Das gefällt dem großen Bruder: „Ich wollte ihn nicht beeinflussen, aber ich freue mich, dass wir jetzt so nah beieinander sind.“ Das war nicht immer so. Wie bei den meisten Geschwistern war der Kleine manchmal lästig. Auf die Frage, wer das Katastrophenkind, das „trouble kid“, war, macht TJ DiLeo eine Kopfbewegung rheinabwärts. „Max wollte meistens mit uns Großen rumhängen, das ging nicht immer gut. Er war der mit den kaputten Knien und zerrissenen Klamotten und all das...“

Fragt man auf dem Hardtberg irgendwen, wie denn TJ DiLeo ist, wird in der Antwort immer das Wort nett vorkommen. Freundlich, ein bisschen zurückhaltend. Pünktlich, zuvorkommend. Gibt es überhaupt etwas, das seine Laune verderben kann? „Zu wenig Schlaf“, sagt er und lacht, aber dann wird er nachdenklich: „Die Nachrichten aus den USA. Die machen mich wütend.“ Sie einfach aus der Ferne zu ignorieren, ist für ihn keine Option.
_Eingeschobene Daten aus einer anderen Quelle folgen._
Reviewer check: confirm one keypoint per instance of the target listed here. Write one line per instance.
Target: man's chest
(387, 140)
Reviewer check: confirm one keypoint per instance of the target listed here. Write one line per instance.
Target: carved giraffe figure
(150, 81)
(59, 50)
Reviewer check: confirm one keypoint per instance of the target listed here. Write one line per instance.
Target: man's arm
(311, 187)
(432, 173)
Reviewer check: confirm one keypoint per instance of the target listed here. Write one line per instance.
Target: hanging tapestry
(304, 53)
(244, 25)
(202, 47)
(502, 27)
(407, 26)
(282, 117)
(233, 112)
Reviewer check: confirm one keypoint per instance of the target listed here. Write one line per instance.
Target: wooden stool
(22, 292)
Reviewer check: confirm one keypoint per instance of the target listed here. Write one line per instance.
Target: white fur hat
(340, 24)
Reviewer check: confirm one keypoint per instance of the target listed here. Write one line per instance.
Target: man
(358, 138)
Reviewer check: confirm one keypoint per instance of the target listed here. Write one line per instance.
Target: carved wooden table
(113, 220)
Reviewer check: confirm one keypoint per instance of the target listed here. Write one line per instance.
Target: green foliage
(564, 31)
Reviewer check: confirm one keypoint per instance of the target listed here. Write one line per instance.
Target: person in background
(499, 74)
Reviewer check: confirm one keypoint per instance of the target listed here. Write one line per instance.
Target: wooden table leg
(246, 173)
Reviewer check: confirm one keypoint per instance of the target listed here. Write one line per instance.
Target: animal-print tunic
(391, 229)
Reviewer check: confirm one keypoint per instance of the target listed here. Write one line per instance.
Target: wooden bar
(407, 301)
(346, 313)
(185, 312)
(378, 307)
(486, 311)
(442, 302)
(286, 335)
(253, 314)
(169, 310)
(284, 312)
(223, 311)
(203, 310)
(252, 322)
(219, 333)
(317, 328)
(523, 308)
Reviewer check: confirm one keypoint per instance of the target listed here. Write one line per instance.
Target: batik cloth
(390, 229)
„Nein ich verfolge das ganz genau, versuche aber meistens, meine Meinung für mich zu behalten.“ Er sagt das alles auf Englisch, während er sich sonst immer bemüht, möglichst viel Deutsch zu sprechen. „Aber ich finde diese Mentalität des Hasses, die sich da breit macht, grauenhaft. Und es ist hart, dass das von ganz oben vorgelebt und von so vielen Menschen unterstützt wird. Das macht mich wütend und traurig – und es macht mir auch ein bisschen Angst.“

Er denkt kurz nach. „Gleichzeitig verdeutlicht mir das wieder, wie glücklich ich darüber sein kann, wie ich aufgewachsen bin. Dass manche diese Möglichkeit nicht bekommen sollen, weil jemandem ihre Hautfarbe, Religion oder was auch immer nicht gefällt... Ich glaube nicht, dass das so vorgesehen war. Niemand ist wichtiger als ein anderer – aus welchen Gründen auch immer.“

"Ich will nicht mehr zögern"

Eine gute Überleitung für den Blick zurück auf den Basketballer DiLeo. Der letzte Satz passt auch zu seiner sportlichen Mentalität. Der umsichtige Spielmacher dachte immer zuerst an die anderen. Das haben sie ihm ein bisschen abgewöhnt – und es wurde Teil des Erfolgs. „Der Coach, Josh und Julian haben gesagt: Sei aggressiver, denk mehr an dich, nicht immer nur an die anderen. Das ist es, was wir von dir brauchen – also habe ich's gemacht.“

Er will die Balance finden zwischen dem smarten Spielmacher und Ballverteiler und dem egoistischen Punktesammler. Wobei egoistisch das falsche Wort ist, schließlich macht er auch das, weil es dem Team hilft. In der Sommerpause hat er am Punktesammeln gearbeitet, mit der Trainingsgruppe DiLeo, zu Hause in Cinnaminson, eine Viertelstunde außerhalb von Philadelphia. Nach drei Wochen Nichtstun, ausschlafen, Freunde treffen und Großeltern besuchen, ging es schon wieder in die Halle. Zum Beispiel am Dreier aus dem Dribbling hat er gefeilt und sich vorgenommen: „Ich will nicht mehr zögern.“

Seine Vorfreude auf die Saison basiert nicht alleine auf der Tatsache, dass jeder Sportler den Wettkampf mehr als das Training liebt, er glaubt, „das kann eine ganz besondere Saison für uns werden“. Inwiefern? „Wir haben unsere Stärken noch verstärkt, Konstantin Klein ist nach der Verletzung zurück, alle können mehrere Positionen spielen, wir sind noch variabler als vergangene Saison.“

Aber noch läuft nicht alles, als sei es lange eingespielt. Wie auch? „Wir spielen rasend schnell“, sagt DiLeo. Immer wieder taucht das Wort Balance auf: Balance zwischen aggressiver und smarter Defense, Balance im Einsatz der Energie. „In der Crunchtime muss noch genug übrig sein. Wenn uns all das gelingt, sind wir gefährlich an beiden Enden des Feldes.“

Zum Durchschnaufen zwischen all dem Tempo, dass die Baskets da offensichtlich gehen wollen, könnte doch die Suche nach blauen Puzzleteilchen ganz entschleunigend wirken. Schließlich wartet der Himmel über dem Münster noch darauf, dass er komplettiert wird.